Jennifer Molson had severe multiple sclerosis until a stem-cell therapy triggered a recovery, and she now works at the Ottawa hospital where she was treated. Credit: Tony Fouhse

When neurologist Mark Freedman and haematologist Harry Atkins started planning a radical multiple sclerosis (MS) experiment in 1999, they set the wheels in motion for a spectacular failure. They learned nothing about how MS develops — but still achieved something remarkable.

The two doctors at the University of Ottawa in Canada wanted to reset a patient's immune system in much the same way that you reboot a computer, hoping to watch the autoimmunity redevelop and thereby pinpoint the elusive origins of MS. The restart button was dangerous: a concoction of potentially fatal toxins that would destroy the aberrant immune cells that drive the neurodegenerative disease, followed by a transplantation of the patient's own haematopoietic stem cells (which give rise to blood cells) to protect against subsequent infection. The researchers hoped that done cautiously, this extreme approach, called autologous haematopoietic stem-cell transplantation (aHSCT), might also buy their patients a little extra time.
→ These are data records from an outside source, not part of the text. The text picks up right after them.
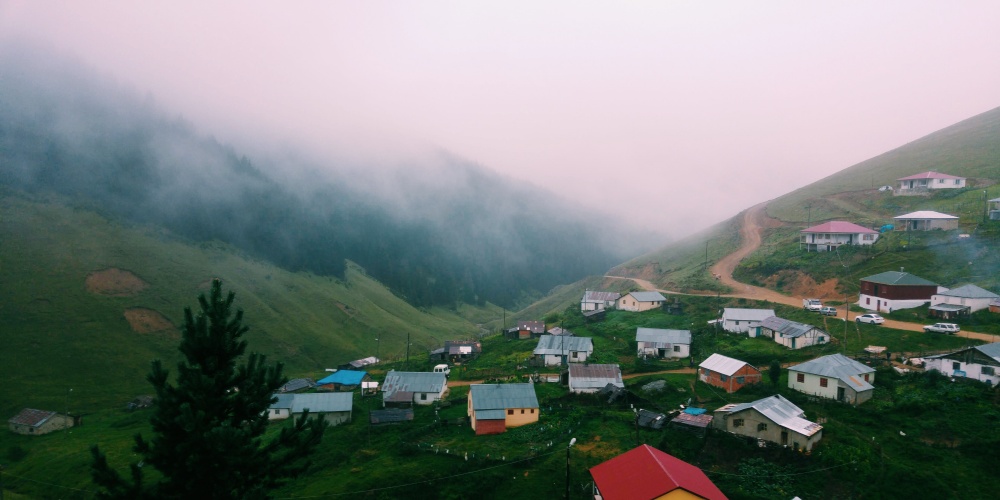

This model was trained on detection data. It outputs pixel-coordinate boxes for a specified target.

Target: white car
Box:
[924,323,961,335]
[854,313,885,325]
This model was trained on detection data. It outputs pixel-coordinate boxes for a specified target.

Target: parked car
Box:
[854,313,885,325]
[924,323,961,335]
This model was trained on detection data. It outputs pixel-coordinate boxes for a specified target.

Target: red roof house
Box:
[799,220,878,252]
[590,444,726,500]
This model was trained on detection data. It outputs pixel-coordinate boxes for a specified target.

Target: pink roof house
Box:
[799,220,878,252]
[893,171,965,196]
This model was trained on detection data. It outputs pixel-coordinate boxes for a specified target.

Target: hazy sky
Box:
[0,0,1000,234]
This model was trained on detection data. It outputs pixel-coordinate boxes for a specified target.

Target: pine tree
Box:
[91,280,326,499]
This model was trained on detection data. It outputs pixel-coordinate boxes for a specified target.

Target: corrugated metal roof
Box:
[896,170,965,181]
[861,271,937,286]
[938,284,1000,299]
[799,220,878,234]
[382,370,448,397]
[581,290,622,303]
[7,408,56,427]
[893,210,958,220]
[722,307,774,321]
[629,292,667,302]
[569,363,625,389]
[469,384,538,414]
[698,353,756,375]
[716,394,823,436]
[635,327,691,344]
[534,335,594,356]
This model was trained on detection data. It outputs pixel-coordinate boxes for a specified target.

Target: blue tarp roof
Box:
[316,370,368,385]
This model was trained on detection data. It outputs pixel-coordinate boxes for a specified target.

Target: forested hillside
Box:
[0,45,652,306]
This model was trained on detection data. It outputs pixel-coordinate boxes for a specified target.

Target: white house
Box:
[931,284,1000,313]
[532,335,594,366]
[712,394,823,451]
[580,290,622,311]
[722,307,774,337]
[799,220,878,252]
[267,392,354,425]
[760,316,830,349]
[569,364,625,394]
[924,342,1000,385]
[893,210,958,231]
[788,354,875,404]
[382,370,448,406]
[616,292,667,312]
[893,171,966,196]
[635,327,691,358]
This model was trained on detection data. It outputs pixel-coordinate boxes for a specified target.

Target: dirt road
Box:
[605,202,998,342]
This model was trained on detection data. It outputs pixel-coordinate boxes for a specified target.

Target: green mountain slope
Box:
[0,192,484,415]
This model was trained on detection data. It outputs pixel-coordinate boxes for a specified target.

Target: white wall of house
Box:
[924,358,1000,386]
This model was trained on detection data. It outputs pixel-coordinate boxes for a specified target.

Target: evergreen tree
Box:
[91,280,326,499]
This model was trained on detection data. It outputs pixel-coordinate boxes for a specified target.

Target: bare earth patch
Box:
[125,307,175,333]
[84,267,149,297]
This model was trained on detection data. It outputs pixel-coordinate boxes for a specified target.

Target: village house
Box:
[533,335,594,366]
[580,290,622,312]
[569,364,625,394]
[466,384,539,436]
[590,444,726,500]
[924,342,1000,386]
[267,392,354,425]
[799,220,878,252]
[616,292,667,312]
[430,340,483,364]
[698,353,760,393]
[382,370,448,406]
[929,284,1000,319]
[893,210,958,231]
[893,171,966,196]
[788,354,875,405]
[722,307,774,337]
[858,271,946,312]
[7,408,75,436]
[635,327,691,359]
[316,370,372,392]
[712,394,823,451]
[760,316,830,349]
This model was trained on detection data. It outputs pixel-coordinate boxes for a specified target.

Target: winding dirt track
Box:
[605,202,997,342]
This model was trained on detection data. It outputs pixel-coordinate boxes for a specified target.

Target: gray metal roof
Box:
[938,284,1000,299]
[382,370,448,395]
[698,353,756,375]
[716,394,823,436]
[722,307,774,321]
[629,292,667,302]
[788,354,875,392]
[534,335,594,356]
[861,271,937,286]
[569,363,625,389]
[635,327,691,344]
[469,384,538,414]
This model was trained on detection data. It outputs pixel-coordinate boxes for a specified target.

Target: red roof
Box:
[590,444,726,500]
[896,170,965,181]
[800,220,878,234]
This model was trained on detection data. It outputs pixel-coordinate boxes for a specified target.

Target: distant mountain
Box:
[0,46,656,306]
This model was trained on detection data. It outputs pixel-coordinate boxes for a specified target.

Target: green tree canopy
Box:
[91,280,326,499]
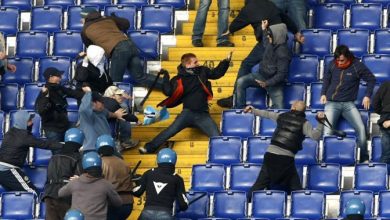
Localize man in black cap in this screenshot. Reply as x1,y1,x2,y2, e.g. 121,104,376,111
81,8,162,89
35,67,84,153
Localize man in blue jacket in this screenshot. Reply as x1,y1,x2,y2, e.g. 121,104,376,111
320,45,376,162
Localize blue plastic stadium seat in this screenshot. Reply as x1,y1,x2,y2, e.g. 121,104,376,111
374,29,390,54
141,5,174,34
260,109,286,136
354,163,388,192
337,29,370,57
23,166,47,192
2,0,32,11
245,87,267,109
314,3,345,31
213,191,247,219
2,57,34,85
378,191,390,218
16,31,49,58
301,29,332,56
66,5,99,30
322,136,356,165
53,30,84,58
154,0,186,9
0,83,19,112
252,190,287,219
0,192,36,219
247,136,271,164
295,138,318,165
309,83,324,109
221,109,255,138
362,54,390,83
306,164,341,193
191,164,225,192
104,5,137,30
230,164,261,192
32,148,52,166
0,6,19,35
23,83,44,109
175,191,210,219
371,137,382,162
128,30,160,60
38,57,72,83
339,190,374,219
283,83,306,109
290,190,325,219
9,110,41,137
288,54,319,83
208,136,242,165
351,3,382,31
31,5,62,32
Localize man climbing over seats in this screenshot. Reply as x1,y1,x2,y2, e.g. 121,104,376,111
234,20,291,109
320,45,376,162
372,81,390,164
139,53,231,154
81,8,162,89
217,0,305,108
132,148,188,220
244,101,325,198
0,110,62,195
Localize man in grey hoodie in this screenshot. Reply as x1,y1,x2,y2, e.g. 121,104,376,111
235,20,291,109
0,110,62,195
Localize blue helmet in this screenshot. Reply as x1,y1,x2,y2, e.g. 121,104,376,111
95,134,115,150
64,209,84,220
82,151,102,170
344,199,366,215
65,128,85,144
157,148,177,165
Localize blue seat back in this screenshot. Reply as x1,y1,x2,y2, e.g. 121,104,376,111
191,164,225,192
213,191,247,219
230,164,261,193
31,5,62,32
337,29,370,57
306,164,341,193
355,163,388,192
0,6,19,35
291,190,325,219
322,137,356,165
141,5,174,34
252,190,287,219
247,136,271,164
53,30,84,58
208,136,242,165
221,109,255,138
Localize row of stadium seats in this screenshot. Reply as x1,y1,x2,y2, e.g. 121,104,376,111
208,136,382,165
0,0,187,11
0,5,174,35
176,190,390,220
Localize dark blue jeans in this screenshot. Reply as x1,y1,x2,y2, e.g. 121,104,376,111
145,109,219,153
110,40,162,89
381,127,390,164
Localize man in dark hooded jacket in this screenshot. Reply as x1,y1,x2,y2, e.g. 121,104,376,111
139,53,230,153
0,110,62,195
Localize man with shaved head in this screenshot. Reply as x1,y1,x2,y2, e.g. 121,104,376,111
244,101,325,198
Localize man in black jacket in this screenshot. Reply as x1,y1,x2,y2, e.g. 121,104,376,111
139,53,230,154
42,128,84,220
35,67,84,154
0,110,62,195
244,101,324,198
372,81,390,164
217,0,305,108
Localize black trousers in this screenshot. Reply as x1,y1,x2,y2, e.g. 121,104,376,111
0,168,39,195
248,152,302,198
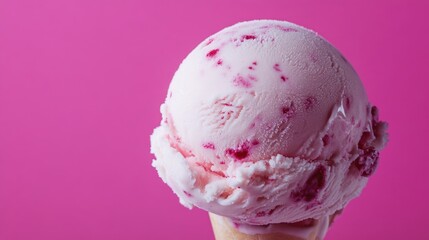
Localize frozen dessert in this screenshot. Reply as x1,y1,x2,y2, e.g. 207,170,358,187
151,20,387,239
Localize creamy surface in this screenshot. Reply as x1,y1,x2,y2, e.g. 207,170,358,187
151,20,386,225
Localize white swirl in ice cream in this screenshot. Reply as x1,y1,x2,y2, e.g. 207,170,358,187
151,20,387,225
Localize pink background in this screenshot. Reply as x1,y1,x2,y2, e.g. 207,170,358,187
0,0,429,240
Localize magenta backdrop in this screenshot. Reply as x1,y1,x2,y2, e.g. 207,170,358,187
0,0,429,240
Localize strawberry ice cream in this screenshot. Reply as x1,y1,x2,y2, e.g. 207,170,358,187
151,20,387,231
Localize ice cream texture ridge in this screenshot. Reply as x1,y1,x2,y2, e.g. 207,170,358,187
151,20,387,234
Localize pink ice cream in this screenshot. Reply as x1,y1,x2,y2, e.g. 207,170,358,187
151,20,386,225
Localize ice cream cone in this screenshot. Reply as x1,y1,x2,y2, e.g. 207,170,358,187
209,213,332,240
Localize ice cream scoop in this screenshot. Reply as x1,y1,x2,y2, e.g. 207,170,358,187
151,20,387,239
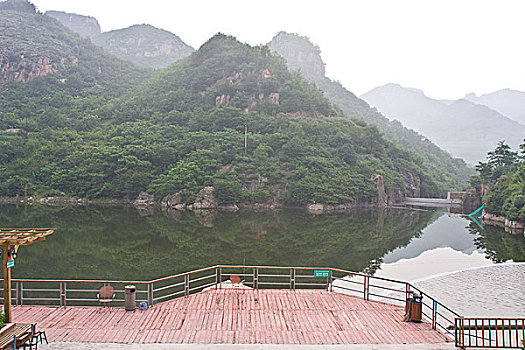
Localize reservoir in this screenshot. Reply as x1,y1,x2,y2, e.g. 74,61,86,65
0,204,525,316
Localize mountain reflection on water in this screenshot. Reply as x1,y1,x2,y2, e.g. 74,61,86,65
0,205,520,280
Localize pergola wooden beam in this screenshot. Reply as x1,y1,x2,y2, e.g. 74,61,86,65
0,228,55,323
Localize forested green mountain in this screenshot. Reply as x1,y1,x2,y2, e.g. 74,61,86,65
0,4,443,205
46,11,195,68
268,32,473,191
464,89,525,125
471,139,525,222
45,11,101,38
92,24,195,68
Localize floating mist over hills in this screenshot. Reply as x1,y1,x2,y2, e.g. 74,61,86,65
361,84,525,164
46,11,195,68
268,32,473,189
465,89,525,125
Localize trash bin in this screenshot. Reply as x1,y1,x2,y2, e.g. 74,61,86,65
124,286,137,311
403,291,414,322
409,294,423,322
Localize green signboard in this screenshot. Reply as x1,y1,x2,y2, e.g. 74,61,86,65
314,270,330,277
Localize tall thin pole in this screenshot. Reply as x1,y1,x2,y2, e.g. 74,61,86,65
244,125,248,154
2,243,13,323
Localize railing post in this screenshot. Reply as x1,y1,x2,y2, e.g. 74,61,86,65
184,275,190,296
432,300,437,329
148,282,155,305
363,276,370,300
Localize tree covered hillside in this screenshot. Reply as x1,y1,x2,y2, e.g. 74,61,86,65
470,139,525,222
0,10,446,205
268,32,473,194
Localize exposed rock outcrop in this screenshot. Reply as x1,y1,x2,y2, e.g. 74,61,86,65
46,11,100,38
160,192,186,210
399,170,421,198
188,186,219,210
370,174,388,207
481,211,525,234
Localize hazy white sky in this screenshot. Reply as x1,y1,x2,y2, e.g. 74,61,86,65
28,0,525,99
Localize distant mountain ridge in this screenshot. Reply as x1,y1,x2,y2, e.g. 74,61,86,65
45,11,101,38
46,11,195,68
464,89,525,125
268,32,473,191
361,84,525,164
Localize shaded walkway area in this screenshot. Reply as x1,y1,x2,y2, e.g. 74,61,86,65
13,289,445,344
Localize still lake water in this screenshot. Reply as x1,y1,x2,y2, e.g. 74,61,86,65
0,205,525,281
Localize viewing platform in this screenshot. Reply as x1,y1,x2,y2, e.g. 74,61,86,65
2,265,525,348
13,289,446,344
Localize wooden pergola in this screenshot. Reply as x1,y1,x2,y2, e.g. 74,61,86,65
0,228,55,323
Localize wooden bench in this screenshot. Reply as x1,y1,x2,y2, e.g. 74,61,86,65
0,323,34,349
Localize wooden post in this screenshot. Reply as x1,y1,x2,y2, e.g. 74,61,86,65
2,243,13,323
244,125,248,154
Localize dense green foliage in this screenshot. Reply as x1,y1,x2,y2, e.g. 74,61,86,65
0,11,450,205
471,140,525,221
268,32,473,195
0,205,436,280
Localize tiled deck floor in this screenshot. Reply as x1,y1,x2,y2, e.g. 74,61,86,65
13,289,445,344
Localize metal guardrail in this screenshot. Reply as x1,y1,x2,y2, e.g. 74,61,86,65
0,265,460,337
454,317,525,349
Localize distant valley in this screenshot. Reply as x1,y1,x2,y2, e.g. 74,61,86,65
361,84,525,164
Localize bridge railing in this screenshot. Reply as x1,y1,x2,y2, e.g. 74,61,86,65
454,317,525,349
0,265,460,336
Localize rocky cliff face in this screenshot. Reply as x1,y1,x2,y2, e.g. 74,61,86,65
45,11,100,38
46,11,195,68
268,32,325,78
92,24,195,68
0,9,80,87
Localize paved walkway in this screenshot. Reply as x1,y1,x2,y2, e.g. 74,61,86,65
414,263,525,317
38,342,455,350
13,289,445,349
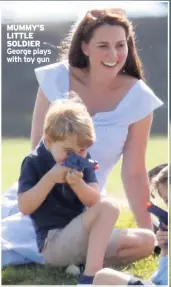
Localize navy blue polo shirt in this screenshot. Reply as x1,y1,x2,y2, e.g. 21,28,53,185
18,141,97,251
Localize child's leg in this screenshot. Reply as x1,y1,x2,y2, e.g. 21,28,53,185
42,198,119,268
82,198,119,276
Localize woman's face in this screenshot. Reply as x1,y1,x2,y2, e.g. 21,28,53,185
82,24,128,76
Freedman and Atkins have yet to see how immune cells turn against the central nervous system in MS. “We failed, miserably,” says Freedman, with a smile. Instead the pair had stumbled across something much more useful: a powerful treatment for the disease. Earlier this year they reported that of the 24 patients who have received aHSCT at the Ottawa Hospital, 23 have not relapsed1.

“We took patients who were really going downhill fast, and we stopped the disease dead in its tracks,” says Freedman. The responses are durable too, having lasted more than 14 years in some patients. Most of the patients stopped getting sicker, but half a dozen have made remarkable neurological recoveries.

Other hospitals have reported similar success using aHSCT to treat MS. A recent meta-analysis of 15 studies since 1995, involving 764 patients, found that 67% of aHSCT recipients had no evidence of disease activity 5 years after treatment2.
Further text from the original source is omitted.